In this study, visualization of the muscle tension of the Vastus lateralis which is the main muscle for standing up and sitting was performed by motion capture and electromyography. It was aimed to confirm the effect of training, with this visualization. First, a human skeletal muscle model was generated from motion capture measurement data based on kinematics theory. Next, the muscle tension model of the Vastus lateralis of the standing and sitting motion was generated from the electromyography data based on the inverse kinetic theory. We used nMotion-Musculous, for estimation of muscle tension. As a result, the muscle tension of the Vastus lateralis was presumed to be 600 to 800 N in both cases of standing up and sitting. Furthermore, a muscle tension of about 100 N was estimated even in a state of maintaining the standing posture. These muscle tension estimates were visualized by CG animation and feed back to the subjects.

Analysis method for ERD in mu-rhythm detection in motor imagery brain-computer interface

Motor imagery brain-computer interfaces (MIBCI) use hand or foot MI to control computers.
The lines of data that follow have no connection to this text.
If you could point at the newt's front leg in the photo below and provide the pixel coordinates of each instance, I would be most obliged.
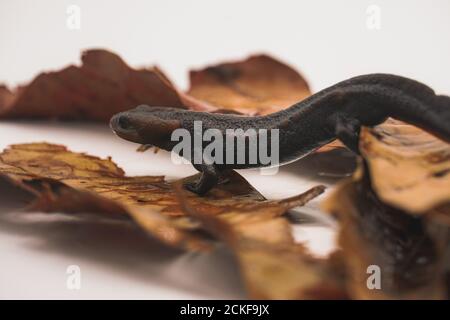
(347, 131)
(209, 178)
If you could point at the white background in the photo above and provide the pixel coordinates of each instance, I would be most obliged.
(327, 41)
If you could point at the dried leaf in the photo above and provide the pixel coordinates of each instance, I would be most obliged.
(75, 182)
(102, 86)
(410, 169)
(273, 266)
(392, 215)
(257, 85)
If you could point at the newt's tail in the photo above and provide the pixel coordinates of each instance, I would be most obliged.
(416, 103)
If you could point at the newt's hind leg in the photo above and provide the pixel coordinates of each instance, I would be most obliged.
(347, 130)
(209, 178)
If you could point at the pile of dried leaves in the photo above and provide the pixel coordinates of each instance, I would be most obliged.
(394, 213)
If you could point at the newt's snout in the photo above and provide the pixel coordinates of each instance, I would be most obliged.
(144, 127)
(123, 125)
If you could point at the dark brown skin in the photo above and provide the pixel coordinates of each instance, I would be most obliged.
(336, 112)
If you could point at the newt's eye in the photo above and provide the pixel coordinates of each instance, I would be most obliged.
(124, 122)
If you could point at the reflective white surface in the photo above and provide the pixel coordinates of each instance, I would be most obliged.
(117, 261)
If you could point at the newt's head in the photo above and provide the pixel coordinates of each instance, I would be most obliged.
(146, 125)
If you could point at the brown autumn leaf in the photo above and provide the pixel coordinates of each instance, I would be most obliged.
(272, 265)
(102, 86)
(384, 220)
(409, 167)
(72, 182)
(257, 85)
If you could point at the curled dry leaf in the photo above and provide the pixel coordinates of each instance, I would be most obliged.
(102, 86)
(391, 216)
(409, 167)
(257, 85)
(72, 182)
(272, 265)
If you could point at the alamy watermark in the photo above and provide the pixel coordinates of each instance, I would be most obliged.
(73, 21)
(373, 20)
(73, 281)
(230, 147)
(374, 279)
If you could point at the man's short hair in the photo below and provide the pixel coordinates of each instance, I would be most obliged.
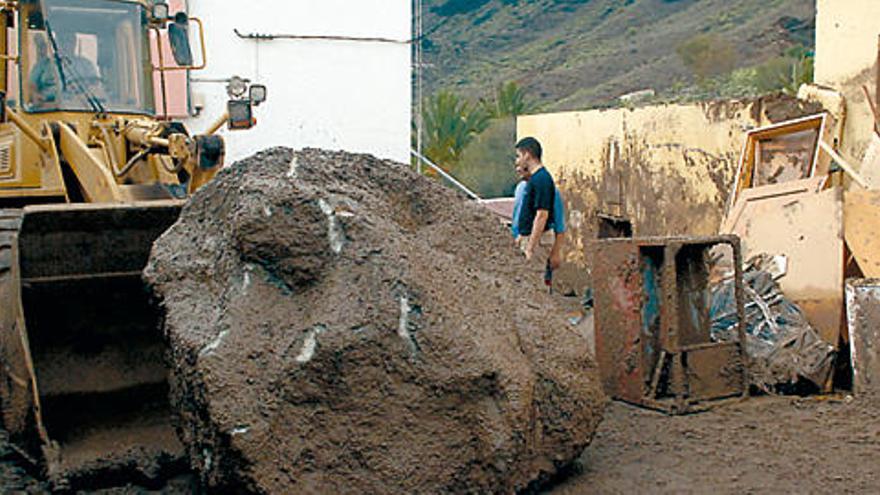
(530, 145)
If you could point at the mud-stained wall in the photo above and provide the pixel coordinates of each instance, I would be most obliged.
(668, 169)
(846, 57)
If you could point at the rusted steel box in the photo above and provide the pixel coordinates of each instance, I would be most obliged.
(653, 340)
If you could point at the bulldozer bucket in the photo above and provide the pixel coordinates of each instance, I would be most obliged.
(84, 387)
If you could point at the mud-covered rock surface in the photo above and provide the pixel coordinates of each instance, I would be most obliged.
(339, 324)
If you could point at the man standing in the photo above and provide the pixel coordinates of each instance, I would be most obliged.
(558, 224)
(536, 214)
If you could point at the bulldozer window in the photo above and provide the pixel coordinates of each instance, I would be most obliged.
(86, 55)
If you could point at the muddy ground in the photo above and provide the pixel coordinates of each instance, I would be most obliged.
(764, 445)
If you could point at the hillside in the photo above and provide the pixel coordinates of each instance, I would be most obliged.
(574, 54)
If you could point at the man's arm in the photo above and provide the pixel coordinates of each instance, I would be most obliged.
(537, 231)
(556, 250)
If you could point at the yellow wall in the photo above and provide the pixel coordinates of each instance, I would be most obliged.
(674, 166)
(846, 54)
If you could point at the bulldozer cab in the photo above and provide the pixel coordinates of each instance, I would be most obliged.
(85, 56)
(83, 385)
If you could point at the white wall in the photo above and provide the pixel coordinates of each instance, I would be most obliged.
(341, 95)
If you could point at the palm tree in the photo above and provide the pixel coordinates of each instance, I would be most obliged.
(450, 124)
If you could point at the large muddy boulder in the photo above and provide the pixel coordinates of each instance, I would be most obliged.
(339, 324)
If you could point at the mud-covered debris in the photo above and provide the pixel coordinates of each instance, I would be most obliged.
(781, 343)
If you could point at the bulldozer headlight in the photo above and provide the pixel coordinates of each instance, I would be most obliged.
(161, 12)
(240, 114)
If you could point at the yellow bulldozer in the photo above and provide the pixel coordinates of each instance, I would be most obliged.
(90, 176)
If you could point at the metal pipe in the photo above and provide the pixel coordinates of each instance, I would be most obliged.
(28, 131)
(446, 176)
(269, 37)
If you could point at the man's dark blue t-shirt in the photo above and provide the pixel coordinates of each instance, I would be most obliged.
(540, 195)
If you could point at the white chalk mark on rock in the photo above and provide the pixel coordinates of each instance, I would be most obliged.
(291, 172)
(246, 279)
(214, 344)
(206, 453)
(334, 233)
(309, 345)
(403, 328)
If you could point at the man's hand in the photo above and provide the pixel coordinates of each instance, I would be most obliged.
(555, 260)
(537, 230)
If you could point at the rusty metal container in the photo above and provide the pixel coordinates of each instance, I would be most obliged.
(653, 340)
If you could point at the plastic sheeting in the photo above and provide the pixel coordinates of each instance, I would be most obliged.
(782, 345)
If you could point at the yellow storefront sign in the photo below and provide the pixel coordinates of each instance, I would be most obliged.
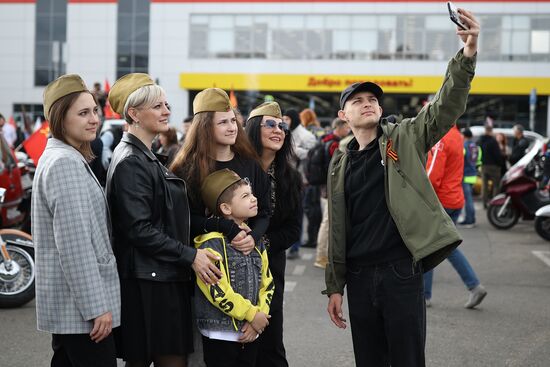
(336, 83)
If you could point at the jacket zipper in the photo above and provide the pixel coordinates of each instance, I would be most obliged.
(408, 181)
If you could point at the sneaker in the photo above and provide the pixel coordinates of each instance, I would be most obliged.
(476, 297)
(466, 225)
(293, 255)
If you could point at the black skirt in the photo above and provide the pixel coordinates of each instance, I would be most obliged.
(156, 320)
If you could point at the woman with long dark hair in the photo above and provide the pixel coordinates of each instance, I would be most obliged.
(216, 140)
(271, 138)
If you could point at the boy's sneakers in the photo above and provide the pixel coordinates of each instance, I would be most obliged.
(321, 262)
(476, 296)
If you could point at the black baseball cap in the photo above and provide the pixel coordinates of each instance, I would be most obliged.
(360, 87)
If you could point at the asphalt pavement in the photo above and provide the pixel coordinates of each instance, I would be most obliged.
(510, 328)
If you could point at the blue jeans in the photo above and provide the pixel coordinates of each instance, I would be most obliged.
(458, 261)
(469, 210)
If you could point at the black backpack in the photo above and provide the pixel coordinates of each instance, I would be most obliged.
(317, 162)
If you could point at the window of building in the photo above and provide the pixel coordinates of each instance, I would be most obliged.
(363, 37)
(132, 37)
(50, 40)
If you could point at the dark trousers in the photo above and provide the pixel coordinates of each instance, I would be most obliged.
(78, 350)
(313, 212)
(387, 314)
(222, 353)
(272, 351)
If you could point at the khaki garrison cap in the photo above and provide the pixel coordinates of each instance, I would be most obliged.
(125, 86)
(214, 185)
(62, 86)
(211, 100)
(266, 109)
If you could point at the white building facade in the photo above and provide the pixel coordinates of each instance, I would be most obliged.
(295, 50)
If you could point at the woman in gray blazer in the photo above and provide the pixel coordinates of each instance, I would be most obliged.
(77, 284)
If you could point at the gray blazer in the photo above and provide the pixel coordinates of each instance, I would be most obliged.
(76, 272)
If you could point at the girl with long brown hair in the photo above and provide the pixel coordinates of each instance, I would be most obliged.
(215, 141)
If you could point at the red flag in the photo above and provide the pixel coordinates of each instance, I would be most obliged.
(233, 98)
(12, 122)
(36, 143)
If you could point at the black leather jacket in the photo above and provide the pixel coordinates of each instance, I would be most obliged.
(150, 215)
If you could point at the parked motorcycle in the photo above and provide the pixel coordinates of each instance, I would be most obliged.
(16, 266)
(542, 222)
(520, 193)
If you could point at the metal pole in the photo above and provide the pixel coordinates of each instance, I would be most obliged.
(532, 108)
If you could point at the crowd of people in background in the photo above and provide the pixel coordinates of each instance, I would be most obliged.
(152, 245)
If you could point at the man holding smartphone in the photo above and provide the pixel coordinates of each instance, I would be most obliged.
(387, 226)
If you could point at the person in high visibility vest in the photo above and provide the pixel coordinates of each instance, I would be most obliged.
(472, 160)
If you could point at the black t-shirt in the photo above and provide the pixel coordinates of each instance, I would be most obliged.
(373, 237)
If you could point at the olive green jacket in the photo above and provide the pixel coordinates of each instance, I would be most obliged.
(426, 229)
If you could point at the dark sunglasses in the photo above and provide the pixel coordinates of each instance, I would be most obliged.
(271, 124)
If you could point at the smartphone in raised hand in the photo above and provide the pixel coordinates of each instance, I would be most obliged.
(453, 14)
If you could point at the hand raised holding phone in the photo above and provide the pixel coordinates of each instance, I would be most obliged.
(467, 28)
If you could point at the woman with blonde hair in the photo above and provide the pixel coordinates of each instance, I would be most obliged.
(216, 140)
(77, 285)
(150, 217)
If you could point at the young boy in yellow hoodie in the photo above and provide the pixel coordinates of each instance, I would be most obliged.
(232, 313)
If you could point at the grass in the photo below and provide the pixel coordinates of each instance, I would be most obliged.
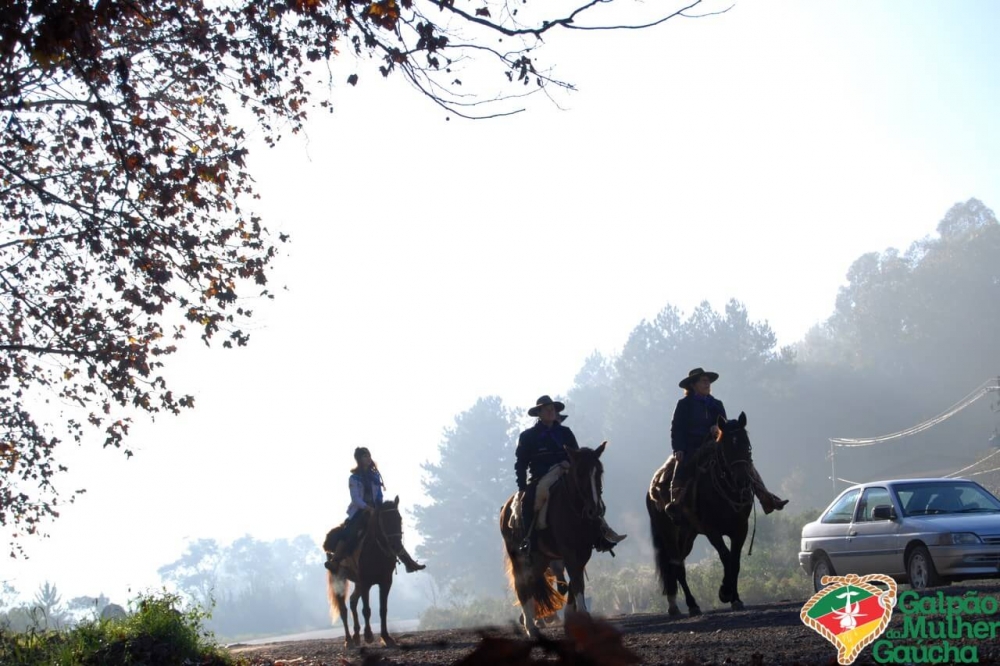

However, MIBCI control accuracy is low. Previously, we determined that using max power in the mu band method, i.e., the peak trace method (PTM), improves event-related desynchronization (ERD) detection accuracy. Control accuracy may be improved by improving ERD detection accuracy in an MIBCI. In this study, we compare the PTM to the band power method to determine the most effective method for ERD detection during MI tasks. Overall, experimental results indicate that we could not detect ERD more accurately using the PTM. However, the PTM may be effective depending on the mu rhythm occurrence pattern.

Electrodes arrangement on brain-computer interface for the ALS's posture

A brain-computer interface (BCI) can operate a computer by analyzing electroencephalogram data. A BCI does not require body motion; therefore, the physically handicapped, such as those who suffer from amyotrophic lateral sclerosis (ALS), can also operate a computer. However, with ALS patients, attaching electrodes requires significant time and effort. In this study, we examine the number and arrangement of electrodes for a character input BCI in consideration of the limitations encountered with ALS patients. We found that the percentage of correct answers was greater with a smaller number of electrodes than the current number of electrodes. Moreover, we consider that the Cz and CP4 electrode positions are effective for P300 discrimination.

Physiological and psychological evaluations in low- and high-frequency noise using near-infrared spectroscopy

This study aims to evaluate physiological and psychological states using near infrared spectroscopy in noise environments with low or high frequencies. Our system assumes that noise affects brain activity in the frontal lobe. In order to evaluate the subject’s states in a noise environment, we constructed an experimental system that measures the subject’s states. The experimental method adopted here was borrowed from our previous studies. In the present study, we collected experimental data about the subject’s unpleasant or pleasant experiences by producing a noise environment with low and high frequencies. We conclude that noises with low or high frequencies affect our psychological states as well as brain activity in the frontal lobe.